A European strain of viral haemorrhagic septicaemia virus (VHSV) isolated from wild-caught cod Gadus morhua (H16/7/95) was shown to cause clinical disease and mortality in excess of 80% in juvenile Atlantic cod when administered by the intra-peritoneal (i.p.) route. No virus was recovered from cod cohabiting with experimentally infected fish at a ratio of 1:1, and no VHSV-associated mortality was demonstrated following immersion infection. External signs of disease in cod were the presence of exophthalmia and ascites. Virus was identified as VHSV by enzyme-linked immunosorbent assay (ELISA) and was recovered from both brain and organ pools (kidney, liver and spleen) of 100% of i.p. infected cod mortalities. Virus was also detected using an indirect immunofluorescence test on tissue imprints of kidney, liver, spleen and brain taken from moribund fish. The fact that cod were not susceptible to VHSV following waterborne exposure raises important questions surrounding the propagation, maintenance and impact of a naturally occurring reservoir of virus in the marine environment.

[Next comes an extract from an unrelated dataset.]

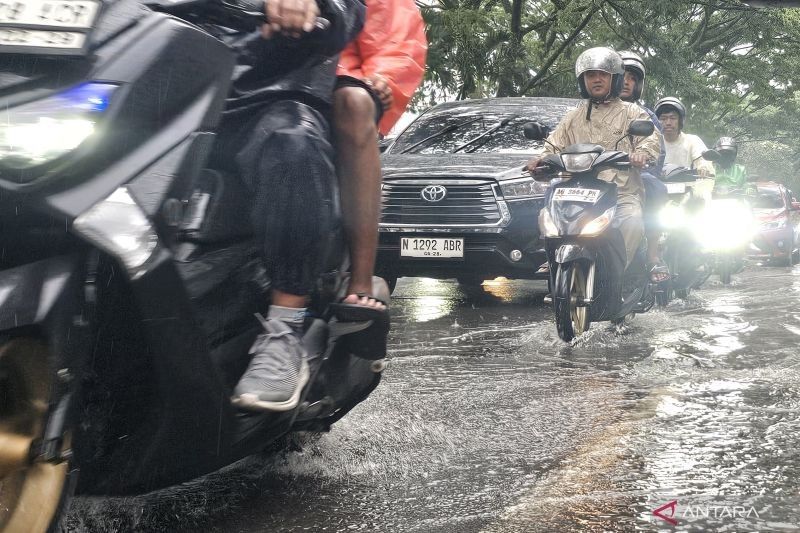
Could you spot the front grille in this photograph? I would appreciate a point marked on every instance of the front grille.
(467, 203)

Defined deletion mutants demonstrate that the major secreted toxins are not essential for the virulence of Aeromonas salmonicida.

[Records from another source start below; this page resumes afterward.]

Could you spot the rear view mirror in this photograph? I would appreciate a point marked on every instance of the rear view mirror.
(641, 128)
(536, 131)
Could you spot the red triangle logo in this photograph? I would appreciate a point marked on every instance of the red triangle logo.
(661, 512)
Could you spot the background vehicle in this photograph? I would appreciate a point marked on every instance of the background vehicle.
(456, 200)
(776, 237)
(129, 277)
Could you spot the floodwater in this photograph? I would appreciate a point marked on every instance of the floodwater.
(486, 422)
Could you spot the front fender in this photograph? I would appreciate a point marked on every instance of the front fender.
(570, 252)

The importance of the two major extracellular enzymes of Aeromonas salmonicida, glycerophospholipid: cholesterol acyltransferase (GCAT) and a serine protease (AspA), to the pathology and mortality of salmonid fish with furunculosis had been indicated in toxicity studies. In this study, the genes encoding GCAT (satA) and AspA (aspA) have been cloned and mutagenized by marker replacement of internal deletions, and the constructs have been used for the creation of isogenic satA and aspA mutants of A. salmonicida. A pSUP202 derivative (pSUP202sac) carrying the sacRB genes was constructed to facilitate the selection of mutants. The requirement of serine protease for processing of pro-GCAT was demonstrated. Processing involved the removal of a short internal fragment. Surprisingly, pathogenicity trials revealed no major decrease in virulence of the A. salmonicida delta satA::kan or A. salmonicida delta aspA::kan mutants compared to the wild-type parent strains when Atlantic salmon (Salmo salar L.) were challenged by intraperitoneal injection. Moreover, using a cohabitation model, which more closely mimics the natural disease, there was also no significant decrease in the relative cumulative mortality following infection with either of the deletion mutants compared to the parent strain. Thus, although these two toxins may confer some competitive advantage to A. salmonicida, neither toxin is essential for the very high virulence of A. salmonicida in Atlantic salmon. This first report of defined deletion mutations within any proposed extracellular virulence factor of A. salmonicida raises crucial questions about the pathogenesis of this important fish pathogen.